Best Practices & Checklist
Everything you need to review before launching a training pipeline in production. This lesson consolidates the entire course into actionable checklists, cost optimization strategies, debugging guides, and answers to the most common questions engineers have about production ML training.
Production Training Pipeline Checklist
Use this checklist every time you build or modify a training pipeline. Each item maps to a lesson in this course.
Data Layer
- Data validation runs before training — schema checks, volume checks, drift detection (Lesson 2)
- Data is versioned — every training run links to a specific, immutable dataset snapshot
- Splits are deterministic and time-aware — no future data leaking into training set
- Class imbalance is handled — class weights, focal loss, or oversampling strategy in place
- Data pipeline has monitoring — alerts on volume drops, schema changes, or missing data
Training Layer
- Training is reproducible — git commit, data version, environment, and seeds are logged (Lesson 1)

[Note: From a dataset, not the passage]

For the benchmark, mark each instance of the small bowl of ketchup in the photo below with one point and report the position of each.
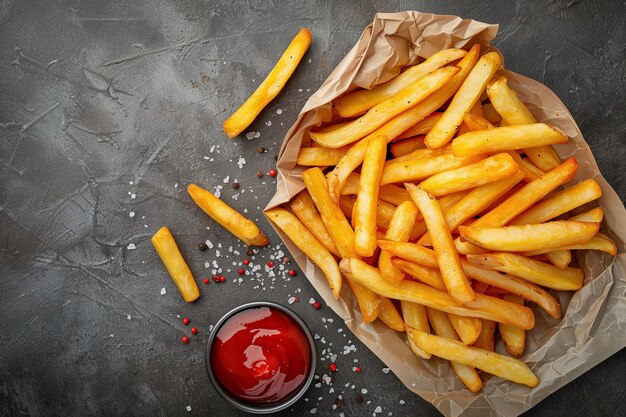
(260, 357)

- Checkpointing is enabled — save every N epochs/steps so you can resume after failures
- Distributed training is configured correctly — DDP for single-node, FSDP/DeepSpeed for large models (Lesson 3)
- Mixed precision is enabled — BF16 or FP16 for 2x throughput improvement
- Gradient clipping is set — prevents training instability from gradient explosions
- Learning rate schedule includes warmup — especially important for distributed training
Tracking Layer
- All experiments are tracked — params, metrics, artifacts logged to MLflow/W&B (Lesson 4)
- Model registry is configured — staging/production stages with promotion gates
- Evaluation compares against baseline — every new model is tested against current production model
Infrastructure Layer
- GPU scheduling uses a batch scheduler — Kueue or Volcano, not default K8s scheduler (Lesson 5)
- Resource quotas are set per team — guaranteed allocation + borrowing + preemption
- Cost tracking is in place — per-team, per-job GPU cost reporting
- Spot instances are used for experiments — with checkpointing every 15-30 minutes
Deployment Layer
- CI/CD pipeline automates the full lifecycle — from data validation to deployment (Lesson 6)
- Quality gates block bad models — accuracy, latency, fairness, model size checks
- Rollback is tested and automated — previous model version loads in under 60 seconds
- Canary deployment is configured — 5% traffic test before full rollout
Cost Optimization Strategies
Training costs can spiral quickly. Here are the most impactful cost reduction strategies, ranked by typical savings.
| Strategy | Typical Savings | Effort | Trade-offs |
|---|---|---|---|
| Spot/preemptible instances | 60-70% | Low (add checkpointing) | Jobs may be interrupted; need good resume logic |
| Mixed precision (BF16) | 40-50% (2x throughput) | Low (one line of code) | Rare numerical issues with some architectures |
| Right-size GPU selection | 30-50% | Medium (profiling) | Requires understanding memory/compute needs |
| Gradient accumulation | 20-40% (fewer GPUs) | Low | Slower per-step; equivalent to larger batch size |
| Early stopping | 20-50% (fewer epochs) | Low | Must monitor correctly to avoid underfitting |
| Efficient data loading | 10-30% (less GPU idle time) | Medium | Requires profiling DataLoader bottlenecks |
| Reserved instances | 30-40% (1-year commit) | None (procurement) | Capital commitment; less flexibility |
# Quick wins: cost optimization in training code
# 1. Mixed precision - 2x throughput for free
scaler = torch.amp.GradScaler("cuda")
with torch.amp.autocast("cuda", dtype=torch.bfloat16):
loss = model(**batch).loss
# 2. Gradient accumulation - train with large effective batch on fewer GPUs
accumulation_steps = 4 # Simulates 4x the batch size
for i, batch in enumerate(loader):
with torch.amp.autocast("cuda", dtype=torch.bfloat16):
loss = model(**batch).loss / accumulation_steps
loss.backward()
if (i + 1) % accumulation_steps == 0:
optimizer.step()
optimizer.zero_grad()
# 3. torch.compile - 10-30% speedup with no code changes
model = torch.compile(model, mode="max-autotune")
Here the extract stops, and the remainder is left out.